Finalement, Villy Søvndal (Groupe des Verts/Alliance libre européenne) salue la richesse de la culture groenlandaise, affirmant que celle-ci est menacée par les États-Unis, ce qui, selon lui, nécessite l’intervention de l’Union européenne.

Un partenariat stratégique entre l’Union européenne et le Groenland

Membre de la Communauté économique européenne (CEE) depuis 1973 suite à l’adhésion du Danemark, en 1985, après un référendum, le Groenland quitte la CEE, en raison de préoccupations liées à la pêche. Le gouvernement groenlandais, néanmoins, a continué de renforcer sa coopération avec l’Union européenne, elle représente environ 4 % du budget du gouvernement groenlandais (Kaja Kallas, haute représentante de l’Union européenne pour les Affaires étrangères). L’Union européenne a longtemps négligé le Groenland et cherche aujourd’hui à combler son retard. Représentée par Ursula von der Leyen (présidente de la Commission européenne), l’UE s’est rendue au Groenland pour inaugurer l’ouverture du Bureau de l’Union européenne à Nuuk, la capitale. Elle a également signé deux accords de coopération d’un montant de 94 millions d’euros. Von der Leyen déclarait alors « Notre nouveau bureau à Nuuk marque le début d’une nouvelle ère du partenariat UE-Groenland, avec la présence concrète de l’Europe au Groenland et dans la région arctique au sens large. Et grâce à nos deux nouveaux accords, nous investirons dans l’énergie propre, les matières premières critiques et les compétences au Groenland. De nouveaux emplois au Groenland, une meilleure sécurité d’approvisionnement pour l’Europe ; nous pouvons tous deux bénéficier d’une coopération accrue dans ces domaines. »

Ignazio Roberto Marino (Verts/ALE) s’est rendu au Groenland pour étudier cette communauté, et sa culture, il décrit ce territoire comme “une terre de paix, peuplée de personnes charmantes qui vivent pleinement dans un environnement incroyable – un environnement d’une biodiversité exceptionnelle”. Il appelle l’Union européenne à agir et déplore le retard accumulé, n’ayant ouvert un bureau sur ce territoire qu’en 2024.

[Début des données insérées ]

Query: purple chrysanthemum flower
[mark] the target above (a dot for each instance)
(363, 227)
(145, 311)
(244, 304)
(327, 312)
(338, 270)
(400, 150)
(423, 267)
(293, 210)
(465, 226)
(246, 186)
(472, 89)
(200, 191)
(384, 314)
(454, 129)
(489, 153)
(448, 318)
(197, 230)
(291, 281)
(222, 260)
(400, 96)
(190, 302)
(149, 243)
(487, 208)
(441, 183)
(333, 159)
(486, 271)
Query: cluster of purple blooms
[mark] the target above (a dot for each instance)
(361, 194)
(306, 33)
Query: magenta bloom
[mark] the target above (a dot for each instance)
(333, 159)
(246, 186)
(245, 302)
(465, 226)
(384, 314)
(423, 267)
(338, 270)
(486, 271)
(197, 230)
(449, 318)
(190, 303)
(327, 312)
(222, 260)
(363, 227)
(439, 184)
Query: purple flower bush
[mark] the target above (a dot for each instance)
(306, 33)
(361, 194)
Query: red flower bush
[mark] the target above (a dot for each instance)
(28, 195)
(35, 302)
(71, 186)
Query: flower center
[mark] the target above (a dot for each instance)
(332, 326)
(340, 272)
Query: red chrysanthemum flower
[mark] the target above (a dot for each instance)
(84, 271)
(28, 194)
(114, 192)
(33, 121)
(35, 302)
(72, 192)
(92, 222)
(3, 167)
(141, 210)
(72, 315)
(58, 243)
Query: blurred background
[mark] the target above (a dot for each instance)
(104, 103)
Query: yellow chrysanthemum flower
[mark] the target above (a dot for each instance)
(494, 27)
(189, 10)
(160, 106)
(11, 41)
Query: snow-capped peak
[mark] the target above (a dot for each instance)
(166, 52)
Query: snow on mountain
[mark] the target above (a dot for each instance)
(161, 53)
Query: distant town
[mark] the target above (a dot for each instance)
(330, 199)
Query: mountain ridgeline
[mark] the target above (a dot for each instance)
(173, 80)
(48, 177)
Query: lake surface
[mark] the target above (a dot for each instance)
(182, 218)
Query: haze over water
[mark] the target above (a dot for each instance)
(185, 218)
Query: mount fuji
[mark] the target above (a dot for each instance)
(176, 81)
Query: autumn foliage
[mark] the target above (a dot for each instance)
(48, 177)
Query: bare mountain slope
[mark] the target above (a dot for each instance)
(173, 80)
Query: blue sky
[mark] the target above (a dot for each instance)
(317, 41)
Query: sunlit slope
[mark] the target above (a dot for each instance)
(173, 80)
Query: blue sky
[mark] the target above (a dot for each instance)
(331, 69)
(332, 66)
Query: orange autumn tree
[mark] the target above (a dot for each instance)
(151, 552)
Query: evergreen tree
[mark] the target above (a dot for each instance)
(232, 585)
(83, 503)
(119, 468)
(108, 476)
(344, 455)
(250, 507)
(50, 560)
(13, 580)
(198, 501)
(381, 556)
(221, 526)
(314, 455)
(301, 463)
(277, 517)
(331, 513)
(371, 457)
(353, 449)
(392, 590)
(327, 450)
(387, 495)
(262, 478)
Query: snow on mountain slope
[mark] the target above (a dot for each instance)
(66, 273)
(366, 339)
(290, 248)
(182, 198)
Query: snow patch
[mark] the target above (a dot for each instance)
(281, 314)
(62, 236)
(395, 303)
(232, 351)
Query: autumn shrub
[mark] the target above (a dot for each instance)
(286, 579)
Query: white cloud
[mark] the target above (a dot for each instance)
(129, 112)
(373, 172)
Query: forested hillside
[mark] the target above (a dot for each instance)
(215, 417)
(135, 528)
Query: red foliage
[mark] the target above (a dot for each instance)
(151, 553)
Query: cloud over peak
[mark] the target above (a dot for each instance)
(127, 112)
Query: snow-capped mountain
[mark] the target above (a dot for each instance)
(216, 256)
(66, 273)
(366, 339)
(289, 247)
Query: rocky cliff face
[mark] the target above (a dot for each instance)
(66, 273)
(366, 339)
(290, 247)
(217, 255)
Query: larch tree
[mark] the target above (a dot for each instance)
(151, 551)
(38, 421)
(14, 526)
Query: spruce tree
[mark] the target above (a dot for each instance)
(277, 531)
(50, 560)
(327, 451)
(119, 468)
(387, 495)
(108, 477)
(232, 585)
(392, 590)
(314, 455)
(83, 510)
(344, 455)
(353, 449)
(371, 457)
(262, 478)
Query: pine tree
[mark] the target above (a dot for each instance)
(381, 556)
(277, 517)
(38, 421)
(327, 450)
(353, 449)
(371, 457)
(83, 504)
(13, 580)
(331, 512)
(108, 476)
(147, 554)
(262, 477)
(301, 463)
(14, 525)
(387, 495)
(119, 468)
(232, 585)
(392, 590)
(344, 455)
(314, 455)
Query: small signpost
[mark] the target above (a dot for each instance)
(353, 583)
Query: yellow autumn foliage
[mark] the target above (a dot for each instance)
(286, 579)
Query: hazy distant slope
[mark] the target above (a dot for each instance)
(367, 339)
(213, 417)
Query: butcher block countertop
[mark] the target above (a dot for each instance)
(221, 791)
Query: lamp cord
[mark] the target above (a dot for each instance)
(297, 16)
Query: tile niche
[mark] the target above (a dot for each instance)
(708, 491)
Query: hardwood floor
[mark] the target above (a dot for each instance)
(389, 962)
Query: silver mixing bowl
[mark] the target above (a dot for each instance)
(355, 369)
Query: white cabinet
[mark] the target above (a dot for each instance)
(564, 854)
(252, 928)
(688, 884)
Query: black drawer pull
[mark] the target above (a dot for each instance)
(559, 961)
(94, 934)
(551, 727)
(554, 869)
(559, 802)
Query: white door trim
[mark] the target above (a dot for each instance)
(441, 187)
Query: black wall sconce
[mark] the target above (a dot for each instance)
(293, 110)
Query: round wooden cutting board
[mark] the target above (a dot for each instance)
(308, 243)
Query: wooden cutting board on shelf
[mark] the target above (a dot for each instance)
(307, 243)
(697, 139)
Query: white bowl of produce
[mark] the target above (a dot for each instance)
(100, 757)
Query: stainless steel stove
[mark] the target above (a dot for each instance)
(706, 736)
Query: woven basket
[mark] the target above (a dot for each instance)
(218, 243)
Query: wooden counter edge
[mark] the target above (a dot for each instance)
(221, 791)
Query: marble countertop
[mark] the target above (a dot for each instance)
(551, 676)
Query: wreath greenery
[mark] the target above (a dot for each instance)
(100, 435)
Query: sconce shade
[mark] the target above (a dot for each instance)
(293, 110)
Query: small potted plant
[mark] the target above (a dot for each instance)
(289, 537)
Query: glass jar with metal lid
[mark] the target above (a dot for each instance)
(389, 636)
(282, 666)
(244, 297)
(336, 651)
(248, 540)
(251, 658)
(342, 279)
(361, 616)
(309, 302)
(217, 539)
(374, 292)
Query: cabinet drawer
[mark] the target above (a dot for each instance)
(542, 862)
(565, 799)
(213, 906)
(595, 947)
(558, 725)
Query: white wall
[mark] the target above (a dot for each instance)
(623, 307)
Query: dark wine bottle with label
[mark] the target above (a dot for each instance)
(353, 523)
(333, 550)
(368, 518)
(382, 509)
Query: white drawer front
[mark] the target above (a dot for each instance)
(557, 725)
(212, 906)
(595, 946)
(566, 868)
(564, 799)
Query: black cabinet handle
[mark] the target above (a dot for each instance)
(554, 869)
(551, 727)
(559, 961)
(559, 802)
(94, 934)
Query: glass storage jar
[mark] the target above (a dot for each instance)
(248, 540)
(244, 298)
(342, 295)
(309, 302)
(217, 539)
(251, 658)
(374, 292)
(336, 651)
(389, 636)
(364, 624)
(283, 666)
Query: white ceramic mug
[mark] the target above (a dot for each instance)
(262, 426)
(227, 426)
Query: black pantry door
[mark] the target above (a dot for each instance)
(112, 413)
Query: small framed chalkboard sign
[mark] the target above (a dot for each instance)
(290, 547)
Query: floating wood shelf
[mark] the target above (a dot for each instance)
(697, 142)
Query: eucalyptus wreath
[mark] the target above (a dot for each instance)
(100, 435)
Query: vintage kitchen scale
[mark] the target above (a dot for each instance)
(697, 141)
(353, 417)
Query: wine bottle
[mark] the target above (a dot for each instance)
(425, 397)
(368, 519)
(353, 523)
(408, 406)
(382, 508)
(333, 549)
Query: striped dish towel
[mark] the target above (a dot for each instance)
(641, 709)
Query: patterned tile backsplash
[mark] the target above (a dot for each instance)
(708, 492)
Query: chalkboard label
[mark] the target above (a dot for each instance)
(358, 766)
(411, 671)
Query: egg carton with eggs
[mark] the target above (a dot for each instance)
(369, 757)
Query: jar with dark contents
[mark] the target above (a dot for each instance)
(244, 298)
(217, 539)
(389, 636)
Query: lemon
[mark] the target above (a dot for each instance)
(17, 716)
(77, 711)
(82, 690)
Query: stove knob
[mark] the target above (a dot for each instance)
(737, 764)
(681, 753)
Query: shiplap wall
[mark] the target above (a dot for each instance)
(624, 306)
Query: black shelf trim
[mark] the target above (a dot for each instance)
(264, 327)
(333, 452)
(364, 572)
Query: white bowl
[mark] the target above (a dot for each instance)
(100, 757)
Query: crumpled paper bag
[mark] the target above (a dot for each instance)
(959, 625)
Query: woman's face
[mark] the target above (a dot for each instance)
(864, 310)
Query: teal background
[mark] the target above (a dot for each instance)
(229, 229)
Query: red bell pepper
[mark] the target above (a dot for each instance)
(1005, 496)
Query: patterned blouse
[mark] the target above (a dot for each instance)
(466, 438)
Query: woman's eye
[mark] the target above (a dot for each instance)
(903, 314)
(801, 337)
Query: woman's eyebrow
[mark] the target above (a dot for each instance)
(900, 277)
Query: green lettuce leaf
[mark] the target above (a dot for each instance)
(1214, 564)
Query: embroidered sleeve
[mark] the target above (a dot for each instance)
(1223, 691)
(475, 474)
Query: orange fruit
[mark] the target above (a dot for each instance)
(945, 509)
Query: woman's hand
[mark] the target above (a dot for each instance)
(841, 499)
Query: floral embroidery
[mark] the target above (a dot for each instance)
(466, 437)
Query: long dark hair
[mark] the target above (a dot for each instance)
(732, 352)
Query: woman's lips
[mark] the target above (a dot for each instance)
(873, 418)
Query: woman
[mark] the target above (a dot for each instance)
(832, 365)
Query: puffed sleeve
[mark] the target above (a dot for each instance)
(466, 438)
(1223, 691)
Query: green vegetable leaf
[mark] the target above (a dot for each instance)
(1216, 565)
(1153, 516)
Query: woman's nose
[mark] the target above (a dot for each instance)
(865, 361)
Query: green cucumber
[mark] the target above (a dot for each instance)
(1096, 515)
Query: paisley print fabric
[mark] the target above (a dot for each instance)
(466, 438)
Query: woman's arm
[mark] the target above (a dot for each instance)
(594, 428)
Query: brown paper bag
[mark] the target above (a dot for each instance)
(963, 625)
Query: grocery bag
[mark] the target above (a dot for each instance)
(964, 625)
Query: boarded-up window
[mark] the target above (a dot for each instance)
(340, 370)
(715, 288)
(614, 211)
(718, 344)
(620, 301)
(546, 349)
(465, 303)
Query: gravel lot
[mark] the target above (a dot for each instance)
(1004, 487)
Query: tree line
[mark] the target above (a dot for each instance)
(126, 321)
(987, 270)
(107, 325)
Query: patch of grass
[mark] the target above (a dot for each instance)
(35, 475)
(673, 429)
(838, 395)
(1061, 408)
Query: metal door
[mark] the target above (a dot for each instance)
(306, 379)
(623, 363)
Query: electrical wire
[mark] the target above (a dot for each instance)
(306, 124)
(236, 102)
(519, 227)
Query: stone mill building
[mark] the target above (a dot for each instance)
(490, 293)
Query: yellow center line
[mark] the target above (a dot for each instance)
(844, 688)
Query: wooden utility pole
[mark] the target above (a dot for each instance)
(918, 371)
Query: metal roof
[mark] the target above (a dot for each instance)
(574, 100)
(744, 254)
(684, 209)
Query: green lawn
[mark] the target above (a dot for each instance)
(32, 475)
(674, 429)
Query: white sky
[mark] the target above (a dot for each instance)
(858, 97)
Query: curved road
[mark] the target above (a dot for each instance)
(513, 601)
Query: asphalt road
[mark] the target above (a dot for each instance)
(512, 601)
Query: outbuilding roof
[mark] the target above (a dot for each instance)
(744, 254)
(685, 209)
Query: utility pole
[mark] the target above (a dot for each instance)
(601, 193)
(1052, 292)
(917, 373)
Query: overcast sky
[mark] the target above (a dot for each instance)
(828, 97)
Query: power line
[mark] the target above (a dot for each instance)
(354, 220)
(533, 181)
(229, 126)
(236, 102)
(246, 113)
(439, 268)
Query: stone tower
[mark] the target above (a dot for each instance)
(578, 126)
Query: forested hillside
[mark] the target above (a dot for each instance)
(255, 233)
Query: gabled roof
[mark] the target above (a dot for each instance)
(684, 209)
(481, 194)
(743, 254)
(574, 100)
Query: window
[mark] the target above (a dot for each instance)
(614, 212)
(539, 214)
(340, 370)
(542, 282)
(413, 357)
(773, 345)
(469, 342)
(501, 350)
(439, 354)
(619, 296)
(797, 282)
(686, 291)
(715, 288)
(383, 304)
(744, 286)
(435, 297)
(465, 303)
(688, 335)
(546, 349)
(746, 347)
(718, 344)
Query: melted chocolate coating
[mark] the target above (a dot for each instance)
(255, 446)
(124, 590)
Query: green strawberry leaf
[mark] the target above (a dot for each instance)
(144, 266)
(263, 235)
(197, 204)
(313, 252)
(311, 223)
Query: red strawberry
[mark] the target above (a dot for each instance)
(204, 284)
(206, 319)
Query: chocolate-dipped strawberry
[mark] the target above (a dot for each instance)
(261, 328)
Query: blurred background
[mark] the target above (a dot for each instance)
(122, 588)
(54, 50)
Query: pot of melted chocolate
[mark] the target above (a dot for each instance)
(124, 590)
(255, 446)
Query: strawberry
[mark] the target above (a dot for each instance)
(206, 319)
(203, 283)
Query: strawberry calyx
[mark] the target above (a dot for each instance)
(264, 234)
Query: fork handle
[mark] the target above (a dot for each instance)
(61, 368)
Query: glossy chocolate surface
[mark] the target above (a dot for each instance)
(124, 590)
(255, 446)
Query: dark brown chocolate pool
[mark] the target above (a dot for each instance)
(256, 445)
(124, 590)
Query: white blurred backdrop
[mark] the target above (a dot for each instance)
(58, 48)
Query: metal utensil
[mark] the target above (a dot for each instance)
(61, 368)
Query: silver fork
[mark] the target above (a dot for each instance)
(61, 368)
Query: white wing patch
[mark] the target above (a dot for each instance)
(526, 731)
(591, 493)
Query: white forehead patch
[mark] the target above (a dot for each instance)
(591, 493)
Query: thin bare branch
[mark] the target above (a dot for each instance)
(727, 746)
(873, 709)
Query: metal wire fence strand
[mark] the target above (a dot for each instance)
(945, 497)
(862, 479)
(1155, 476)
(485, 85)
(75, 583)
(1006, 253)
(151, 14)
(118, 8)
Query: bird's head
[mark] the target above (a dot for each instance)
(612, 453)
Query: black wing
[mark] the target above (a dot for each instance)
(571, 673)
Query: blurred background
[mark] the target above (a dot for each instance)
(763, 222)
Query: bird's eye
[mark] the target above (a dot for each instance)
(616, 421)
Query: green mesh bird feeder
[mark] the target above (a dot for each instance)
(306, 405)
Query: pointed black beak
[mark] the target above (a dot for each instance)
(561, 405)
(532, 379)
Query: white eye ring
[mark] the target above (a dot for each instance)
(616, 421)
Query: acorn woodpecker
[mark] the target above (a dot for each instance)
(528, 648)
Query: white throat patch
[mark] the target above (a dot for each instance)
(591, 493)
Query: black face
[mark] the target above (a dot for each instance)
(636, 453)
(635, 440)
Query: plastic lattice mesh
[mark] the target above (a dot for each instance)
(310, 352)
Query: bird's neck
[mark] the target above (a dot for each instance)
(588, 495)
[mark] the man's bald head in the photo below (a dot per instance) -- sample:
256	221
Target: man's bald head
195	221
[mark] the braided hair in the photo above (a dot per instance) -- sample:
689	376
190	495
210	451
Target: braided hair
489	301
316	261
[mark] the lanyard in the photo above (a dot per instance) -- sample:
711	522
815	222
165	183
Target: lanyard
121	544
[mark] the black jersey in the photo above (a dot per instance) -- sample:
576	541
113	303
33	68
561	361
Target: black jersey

L’UE propose, ainsi, un partenariat d’égal à égal, en opposition aux ambitions d’annexion des États-Unis, prônant la liberté d’expression du peuple groenlandais concernant son appartenance. Mais ce partenariat apparaît également comme un levier géopolitique, permettant à l’UE de renforcer sa présence en Arctique et sur la scène internationale.

Un consensus rare au Parlement européen en faveur du droit à l’autodétermination

Au nom de la démocratie et du droit à l’autodétermination, l’Union européenne fait bloc pour défendre le respect des droits du peuple groenlandais. Chaque intervention lors de ce débat souligne l’importance de laisser le peuple groenlandais s’exprimer et décider de son destin. Kristoffer Hjort Storm (groupe des conservateurs et Réformistes européens (CRE)) tient à souligner, lors de sa prise de parole, la forte mobilisation des députés danois dans ce débat sur les droits du peuple groenlandais.

L’Allemand Luka Sieper (non inscrit) soulève une interrogation importante : jusqu’à quand les États-Unis continueront-ils à être perçus comme des alliés fiables de l’Europe ? Celui-ci rapporte sa discussion avec le Commissaire au commerce et à la sécurité économique Šefčovič qui affirme que l’on ne peut pas jeter 80 ans d’amitié et d’alliance. Pourtant Sieper affirme qu’il est nécessaire de se méfier de cette alliance historique, et de ne pas se laisser aveugler, au point de ne pas réagir face aux dérives futures.

L’importance d’un cadre juridique international stable

Le danois, Henrik Dahl (Parti populaire européen (PPE)) souligne l’importance d’un ordre mondial fondé sur des règles, et un droit international. Pour garantir la souveraineté du Groenland, il appelle à des sanctions dissuasives pouvant dissuader les pays et leurs ambitions néo impérialistes. Actuellement, les États-Unis, première puissance mondiale, restent impunis, et ses pouvoirs sont peu restreints par le droit international. Il impose sa puissance et ses ambitions, sans véritable contrainte juridique, illustrant l’adage “Might makes right”- la force fait le droit.

Emma Fourreau (groupe de la Gauche (the Left)) met en lumière les tensions qui traversent les décisions de l’UE, déclarant que “celui dont on ne doit pas prononcer le nom ici, au Parlement européen, n’est pas Voldemort, mais bien Donald Trump”. Tandis que l’UE condamne la Russie, la Chine, le Venezuela, les États-Unis restent absents des résolutions et condamnations. Elle conclut son discours en soulignant l’importance du droit : “Alors que les ambitions prédatrices s’intensifient dans l’Arctique, choisissons la boussole du droit, de la paix et de la dignité des peuples.”

Kaja Kallas rappelle finalement que les pays signataires de la charte des Nations Unies sont tenus de respecter les principes énoncés par cette charte, qui conclut l’inviolabilité des frontières et le respect de l’intégrité territoriale.